Frequently this ground of appeal has relied upon other grounds for their cumulative effect. It is not necessarily the case that any such basis for allowing an appeal will lead to the court directing a verdict of acquittal. However, in the way submissions in this Court have hitherto been structured, the subheading "unsafe and unsatisfactory" ground has been regarded as a code word for such a submission. …
"Unsafe and unsatisfactory" is not, as such, a separate ground of appeal acknowledged in those terms by the legislative scheme. …
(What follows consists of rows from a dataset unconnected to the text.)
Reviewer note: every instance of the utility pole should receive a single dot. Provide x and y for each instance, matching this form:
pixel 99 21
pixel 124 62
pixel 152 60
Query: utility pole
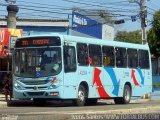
pixel 143 16
pixel 11 22
pixel 12 11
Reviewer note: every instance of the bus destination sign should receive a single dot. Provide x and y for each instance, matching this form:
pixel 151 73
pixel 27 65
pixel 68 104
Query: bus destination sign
pixel 33 42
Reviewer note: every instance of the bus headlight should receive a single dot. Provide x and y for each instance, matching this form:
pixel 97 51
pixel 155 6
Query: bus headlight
pixel 54 83
pixel 17 85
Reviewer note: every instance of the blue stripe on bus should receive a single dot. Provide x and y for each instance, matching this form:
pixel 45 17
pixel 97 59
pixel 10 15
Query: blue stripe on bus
pixel 115 82
pixel 141 75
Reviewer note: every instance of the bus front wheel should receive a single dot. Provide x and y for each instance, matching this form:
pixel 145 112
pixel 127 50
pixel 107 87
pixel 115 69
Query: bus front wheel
pixel 126 96
pixel 82 95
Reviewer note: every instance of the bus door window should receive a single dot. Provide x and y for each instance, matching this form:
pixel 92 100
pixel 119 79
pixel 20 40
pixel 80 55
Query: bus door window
pixel 121 57
pixel 143 59
pixel 95 55
pixel 108 56
pixel 132 58
pixel 23 62
pixel 17 62
pixel 69 59
pixel 82 54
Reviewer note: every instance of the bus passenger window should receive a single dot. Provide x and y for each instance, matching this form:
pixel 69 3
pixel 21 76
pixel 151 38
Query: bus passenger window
pixel 132 58
pixel 121 57
pixel 108 56
pixel 82 54
pixel 95 55
pixel 143 59
pixel 69 59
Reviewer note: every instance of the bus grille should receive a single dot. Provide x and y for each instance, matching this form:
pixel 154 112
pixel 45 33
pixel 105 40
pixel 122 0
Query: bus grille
pixel 35 82
pixel 35 93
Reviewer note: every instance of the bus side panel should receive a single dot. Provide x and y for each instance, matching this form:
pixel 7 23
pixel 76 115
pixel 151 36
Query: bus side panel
pixel 144 84
pixel 70 85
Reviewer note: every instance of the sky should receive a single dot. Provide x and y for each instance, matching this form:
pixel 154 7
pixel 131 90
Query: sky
pixel 55 9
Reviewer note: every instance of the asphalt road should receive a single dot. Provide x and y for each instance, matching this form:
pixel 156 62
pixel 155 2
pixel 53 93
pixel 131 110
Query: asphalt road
pixel 57 110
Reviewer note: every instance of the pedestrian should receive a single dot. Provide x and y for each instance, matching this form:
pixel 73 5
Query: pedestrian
pixel 7 86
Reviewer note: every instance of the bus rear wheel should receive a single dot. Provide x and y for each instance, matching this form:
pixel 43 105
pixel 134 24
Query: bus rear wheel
pixel 39 102
pixel 126 96
pixel 82 95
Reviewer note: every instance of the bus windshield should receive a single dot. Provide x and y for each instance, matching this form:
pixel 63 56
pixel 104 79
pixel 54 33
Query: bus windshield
pixel 37 62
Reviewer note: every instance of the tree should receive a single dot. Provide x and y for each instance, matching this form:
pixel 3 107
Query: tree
pixel 131 37
pixel 154 35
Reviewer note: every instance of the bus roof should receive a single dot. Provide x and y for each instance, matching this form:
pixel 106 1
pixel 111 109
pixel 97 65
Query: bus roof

It will be preferable in future to identify the ground of appeal as "miscarriage of justice" or the other terminology in accordance with s 6, with an appropriate degree of particularity in any heading. However, a distinct section of the submission should refer to the nature of the order sought on a successful appeal, perhaps under the heading "Verdict of Acquittal", if that is what the appellant contends should be the result of success in the appeal."
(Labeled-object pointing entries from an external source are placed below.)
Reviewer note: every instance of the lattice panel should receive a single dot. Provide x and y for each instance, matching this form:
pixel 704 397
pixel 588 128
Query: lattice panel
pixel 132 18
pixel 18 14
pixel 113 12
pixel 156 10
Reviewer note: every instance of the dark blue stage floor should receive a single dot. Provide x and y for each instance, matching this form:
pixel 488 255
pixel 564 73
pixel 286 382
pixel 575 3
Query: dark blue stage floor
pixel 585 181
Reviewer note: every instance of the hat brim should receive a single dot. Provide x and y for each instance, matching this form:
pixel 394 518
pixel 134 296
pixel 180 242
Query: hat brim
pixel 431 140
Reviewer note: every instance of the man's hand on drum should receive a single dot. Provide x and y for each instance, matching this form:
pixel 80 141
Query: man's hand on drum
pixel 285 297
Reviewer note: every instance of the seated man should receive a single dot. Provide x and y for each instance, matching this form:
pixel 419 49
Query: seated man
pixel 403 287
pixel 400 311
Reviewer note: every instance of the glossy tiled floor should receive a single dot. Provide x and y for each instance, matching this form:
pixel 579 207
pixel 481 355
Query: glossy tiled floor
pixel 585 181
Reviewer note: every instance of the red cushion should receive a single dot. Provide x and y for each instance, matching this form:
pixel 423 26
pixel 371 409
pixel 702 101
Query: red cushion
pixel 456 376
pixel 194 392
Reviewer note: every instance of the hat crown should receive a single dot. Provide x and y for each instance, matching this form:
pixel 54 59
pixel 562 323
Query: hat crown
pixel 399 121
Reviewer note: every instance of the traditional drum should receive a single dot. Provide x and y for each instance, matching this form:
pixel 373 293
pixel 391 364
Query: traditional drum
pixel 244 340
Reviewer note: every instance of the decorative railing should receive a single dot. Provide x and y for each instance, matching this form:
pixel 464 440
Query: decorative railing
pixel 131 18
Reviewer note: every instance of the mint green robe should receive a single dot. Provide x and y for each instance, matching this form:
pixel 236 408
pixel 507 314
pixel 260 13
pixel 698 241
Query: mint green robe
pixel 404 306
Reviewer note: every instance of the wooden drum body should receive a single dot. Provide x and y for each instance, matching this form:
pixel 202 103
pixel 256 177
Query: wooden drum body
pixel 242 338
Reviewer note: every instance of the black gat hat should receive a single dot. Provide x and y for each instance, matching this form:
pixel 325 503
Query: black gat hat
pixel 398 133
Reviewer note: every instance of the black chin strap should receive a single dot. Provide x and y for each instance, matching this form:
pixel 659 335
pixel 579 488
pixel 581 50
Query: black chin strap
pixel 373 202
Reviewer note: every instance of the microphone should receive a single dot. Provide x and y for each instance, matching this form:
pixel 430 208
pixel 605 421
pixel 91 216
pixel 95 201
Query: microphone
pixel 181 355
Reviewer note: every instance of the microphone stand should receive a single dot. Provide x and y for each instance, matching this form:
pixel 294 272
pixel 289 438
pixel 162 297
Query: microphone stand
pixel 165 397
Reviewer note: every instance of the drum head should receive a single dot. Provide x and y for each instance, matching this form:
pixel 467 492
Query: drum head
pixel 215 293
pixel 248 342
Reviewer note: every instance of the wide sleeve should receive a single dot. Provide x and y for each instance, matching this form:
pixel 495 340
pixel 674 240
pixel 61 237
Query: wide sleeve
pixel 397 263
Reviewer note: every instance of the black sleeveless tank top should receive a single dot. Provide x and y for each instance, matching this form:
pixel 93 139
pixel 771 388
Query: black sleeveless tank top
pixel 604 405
81 The Victorian Court of Appeal has not regarded the decision of the High Court in Fleming as requiring the abandonment of the use of the expression "unsafe and unsatisfactory" as a ground of appeal: R v NRC [1999] 3 VR 537 at 555.
82 Precisely how the High Court's comments about the phrase "unsafe and unsatisfactory" are to be viewed in relation to criminal appeals to this Court under s 24(1)(b) of the Federal Court of Australia Act has not yet been the subject of any judicial exegesis.
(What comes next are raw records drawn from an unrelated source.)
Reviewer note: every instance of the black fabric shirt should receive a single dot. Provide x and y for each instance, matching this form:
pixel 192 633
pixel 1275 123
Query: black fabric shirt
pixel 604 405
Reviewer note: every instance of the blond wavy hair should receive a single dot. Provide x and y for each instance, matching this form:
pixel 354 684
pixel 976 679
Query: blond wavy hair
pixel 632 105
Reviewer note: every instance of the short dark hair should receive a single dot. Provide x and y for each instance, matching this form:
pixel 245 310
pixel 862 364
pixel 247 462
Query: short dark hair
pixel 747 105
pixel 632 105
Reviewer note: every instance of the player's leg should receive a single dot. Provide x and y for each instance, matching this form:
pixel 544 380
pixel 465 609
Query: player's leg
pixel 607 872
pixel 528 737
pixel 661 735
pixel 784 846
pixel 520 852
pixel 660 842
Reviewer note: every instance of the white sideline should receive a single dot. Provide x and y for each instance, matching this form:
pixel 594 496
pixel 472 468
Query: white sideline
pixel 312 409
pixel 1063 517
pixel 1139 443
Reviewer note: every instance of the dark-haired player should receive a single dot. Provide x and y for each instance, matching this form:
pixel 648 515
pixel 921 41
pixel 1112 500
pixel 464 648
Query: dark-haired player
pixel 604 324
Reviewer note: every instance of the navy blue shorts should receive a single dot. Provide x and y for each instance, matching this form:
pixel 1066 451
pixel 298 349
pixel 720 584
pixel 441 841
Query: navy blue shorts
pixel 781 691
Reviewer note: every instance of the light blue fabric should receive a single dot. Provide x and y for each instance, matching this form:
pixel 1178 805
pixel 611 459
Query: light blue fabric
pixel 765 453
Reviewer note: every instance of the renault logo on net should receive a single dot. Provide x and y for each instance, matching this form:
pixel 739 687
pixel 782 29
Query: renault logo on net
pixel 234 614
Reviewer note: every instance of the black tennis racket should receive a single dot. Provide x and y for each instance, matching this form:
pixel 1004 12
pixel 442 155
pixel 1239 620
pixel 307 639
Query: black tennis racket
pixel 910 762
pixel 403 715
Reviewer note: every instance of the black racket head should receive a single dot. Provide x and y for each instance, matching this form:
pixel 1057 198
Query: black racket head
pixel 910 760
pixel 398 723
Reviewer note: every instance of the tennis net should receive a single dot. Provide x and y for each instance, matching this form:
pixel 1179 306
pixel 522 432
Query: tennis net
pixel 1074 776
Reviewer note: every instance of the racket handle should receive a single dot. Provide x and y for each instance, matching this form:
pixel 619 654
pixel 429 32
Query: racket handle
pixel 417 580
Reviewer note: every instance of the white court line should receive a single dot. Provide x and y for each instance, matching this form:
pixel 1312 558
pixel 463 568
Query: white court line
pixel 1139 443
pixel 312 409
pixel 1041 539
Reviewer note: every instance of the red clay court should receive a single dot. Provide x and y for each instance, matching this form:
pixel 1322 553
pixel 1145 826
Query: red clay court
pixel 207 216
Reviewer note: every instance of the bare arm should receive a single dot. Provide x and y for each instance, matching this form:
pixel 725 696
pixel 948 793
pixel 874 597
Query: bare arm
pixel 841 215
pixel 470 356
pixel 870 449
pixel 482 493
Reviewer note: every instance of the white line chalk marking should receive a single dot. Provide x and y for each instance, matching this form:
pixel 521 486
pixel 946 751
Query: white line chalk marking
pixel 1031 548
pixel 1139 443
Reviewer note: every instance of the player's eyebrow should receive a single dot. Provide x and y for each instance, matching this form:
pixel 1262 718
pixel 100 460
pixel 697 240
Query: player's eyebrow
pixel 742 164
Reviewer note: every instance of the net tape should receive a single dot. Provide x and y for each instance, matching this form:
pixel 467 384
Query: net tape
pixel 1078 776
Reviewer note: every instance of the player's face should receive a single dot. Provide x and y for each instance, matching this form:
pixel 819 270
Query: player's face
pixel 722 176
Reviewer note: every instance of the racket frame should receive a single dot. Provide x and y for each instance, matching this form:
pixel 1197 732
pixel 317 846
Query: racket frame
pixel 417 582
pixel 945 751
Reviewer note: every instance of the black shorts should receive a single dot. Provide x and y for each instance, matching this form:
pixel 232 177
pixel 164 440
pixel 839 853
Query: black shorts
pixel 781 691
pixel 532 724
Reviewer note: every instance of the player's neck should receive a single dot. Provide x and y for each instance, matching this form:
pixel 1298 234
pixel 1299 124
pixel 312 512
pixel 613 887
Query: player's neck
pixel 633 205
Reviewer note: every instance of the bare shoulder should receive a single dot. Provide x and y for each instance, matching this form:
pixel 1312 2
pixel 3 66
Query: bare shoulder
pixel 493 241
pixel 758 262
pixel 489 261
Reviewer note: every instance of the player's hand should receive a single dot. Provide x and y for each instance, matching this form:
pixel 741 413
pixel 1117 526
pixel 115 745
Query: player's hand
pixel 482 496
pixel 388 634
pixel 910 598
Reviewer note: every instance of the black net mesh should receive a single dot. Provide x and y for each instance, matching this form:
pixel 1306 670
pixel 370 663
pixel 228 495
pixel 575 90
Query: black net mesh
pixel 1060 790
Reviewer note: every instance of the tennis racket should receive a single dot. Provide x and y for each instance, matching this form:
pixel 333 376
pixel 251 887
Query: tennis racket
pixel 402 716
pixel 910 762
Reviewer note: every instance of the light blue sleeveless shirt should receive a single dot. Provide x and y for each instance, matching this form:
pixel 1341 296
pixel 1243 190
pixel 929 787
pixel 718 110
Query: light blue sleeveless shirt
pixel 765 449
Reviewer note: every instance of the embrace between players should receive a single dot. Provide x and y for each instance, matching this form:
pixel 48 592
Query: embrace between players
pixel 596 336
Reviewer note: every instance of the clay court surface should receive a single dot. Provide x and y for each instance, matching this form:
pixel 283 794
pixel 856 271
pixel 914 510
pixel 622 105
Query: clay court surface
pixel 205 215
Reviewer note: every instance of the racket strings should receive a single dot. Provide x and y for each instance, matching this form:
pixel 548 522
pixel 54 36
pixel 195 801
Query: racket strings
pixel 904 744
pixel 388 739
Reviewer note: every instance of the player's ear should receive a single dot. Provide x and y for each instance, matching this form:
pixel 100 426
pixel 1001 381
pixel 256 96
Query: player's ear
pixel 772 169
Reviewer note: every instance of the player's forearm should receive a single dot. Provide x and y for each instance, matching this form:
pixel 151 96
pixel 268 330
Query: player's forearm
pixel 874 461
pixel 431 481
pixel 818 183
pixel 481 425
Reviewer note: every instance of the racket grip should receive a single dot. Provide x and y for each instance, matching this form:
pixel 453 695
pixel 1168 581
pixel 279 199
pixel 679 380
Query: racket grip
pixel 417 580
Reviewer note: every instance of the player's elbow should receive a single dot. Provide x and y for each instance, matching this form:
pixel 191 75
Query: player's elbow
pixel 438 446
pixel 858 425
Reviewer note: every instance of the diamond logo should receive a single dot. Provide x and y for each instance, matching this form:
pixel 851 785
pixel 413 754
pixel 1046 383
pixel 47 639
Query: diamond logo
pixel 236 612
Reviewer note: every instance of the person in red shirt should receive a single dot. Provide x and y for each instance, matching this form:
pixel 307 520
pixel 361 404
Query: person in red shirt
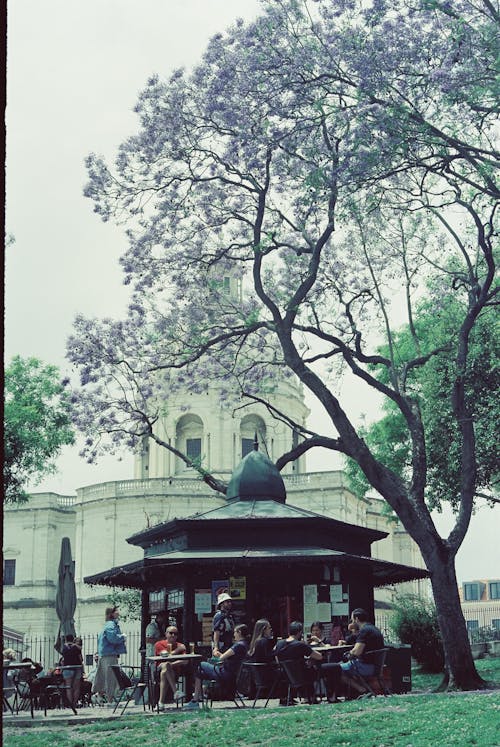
pixel 169 671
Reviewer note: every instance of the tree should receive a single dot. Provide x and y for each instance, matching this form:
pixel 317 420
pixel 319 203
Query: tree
pixel 388 438
pixel 330 170
pixel 129 602
pixel 37 424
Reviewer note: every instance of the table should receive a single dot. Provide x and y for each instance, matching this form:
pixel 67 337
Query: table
pixel 191 659
pixel 25 673
pixel 332 653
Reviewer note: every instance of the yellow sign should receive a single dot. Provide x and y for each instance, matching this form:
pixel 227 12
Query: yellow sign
pixel 238 587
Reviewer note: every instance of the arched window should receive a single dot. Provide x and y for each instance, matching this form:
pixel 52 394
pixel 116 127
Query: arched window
pixel 189 438
pixel 251 425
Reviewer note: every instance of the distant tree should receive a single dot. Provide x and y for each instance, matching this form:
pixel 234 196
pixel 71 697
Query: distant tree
pixel 129 602
pixel 414 622
pixel 329 157
pixel 37 424
pixel 434 329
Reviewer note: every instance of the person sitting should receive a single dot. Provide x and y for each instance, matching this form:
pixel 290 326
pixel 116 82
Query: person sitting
pixel 294 648
pixel 226 670
pixel 352 634
pixel 261 645
pixel 316 637
pixel 169 671
pixel 368 639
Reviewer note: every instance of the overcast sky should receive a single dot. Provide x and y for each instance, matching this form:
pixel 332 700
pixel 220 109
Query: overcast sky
pixel 74 70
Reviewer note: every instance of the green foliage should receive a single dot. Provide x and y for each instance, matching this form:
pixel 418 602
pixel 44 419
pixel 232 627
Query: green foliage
pixel 414 622
pixel 129 602
pixel 436 323
pixel 36 424
pixel 423 721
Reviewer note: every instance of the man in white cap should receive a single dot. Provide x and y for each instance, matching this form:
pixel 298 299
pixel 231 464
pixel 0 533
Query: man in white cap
pixel 222 625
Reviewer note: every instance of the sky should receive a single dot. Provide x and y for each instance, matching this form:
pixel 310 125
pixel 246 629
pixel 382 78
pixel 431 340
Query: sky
pixel 74 71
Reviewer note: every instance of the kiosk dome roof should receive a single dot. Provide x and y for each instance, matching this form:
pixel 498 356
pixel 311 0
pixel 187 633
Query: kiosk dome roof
pixel 256 478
83 The expression "unsafe and unsatisfactory" has been regularly used over many years in appellate courts in this country and has acquired almost the status of a principle of the common law. It has been elucidated by the High Court on many occasions. The vice associated with its use as a ground of appeal lies in its catch-all nature and, in particular, in its failure to differentiate between a claim that the jury ought to have entertained a reasonable doubt as to the appellant's guilt, and a claim that there has been a material irregularity in the conduct of the trial. That failure is conducive to confusion on both sides and an inefficient use of an appellate court's resources.
84 Provided an appellant identifies the nature of the challenge to be made on appeal with some precision, we see no reason why the expression "unsafe and unsatisfactory" should be abandoned in appeals to this Court. Where this expression is used, however, the appellant should clearly identify the basis upon which it is said that there has been a miscarriage of justice . That may be done by the provision of adequate particulars. This approach seems to us to accord with what the High Court has said in Fleming.
85 Although the first of the two grounds of appeal pressed before the Court is that the verdicts are "unsafe and unsatisfactory", it was not suggested, in any serious way, during the hearing of the appeal that, on the whole of the evidence, it was not open to the jury to convict the appellant. It was contended, rather, that there had been material irregularity in the conduct of the Crown case which had given rise to a miscarriage of justice. The verdict was, for this reason, unsafe and unsatisfactory. In essence, the matters raised under the rubric of the first ground of appeal were the same as those outlined in the second ground of appeal.
86 Mr Harris acknowledged that if the appeal against conviction were to succeed, the best result that the appellant might legitimately hope for would be that there would be a new trial. Having regard to the manner in which the appeal was conducted, that was a proper concession.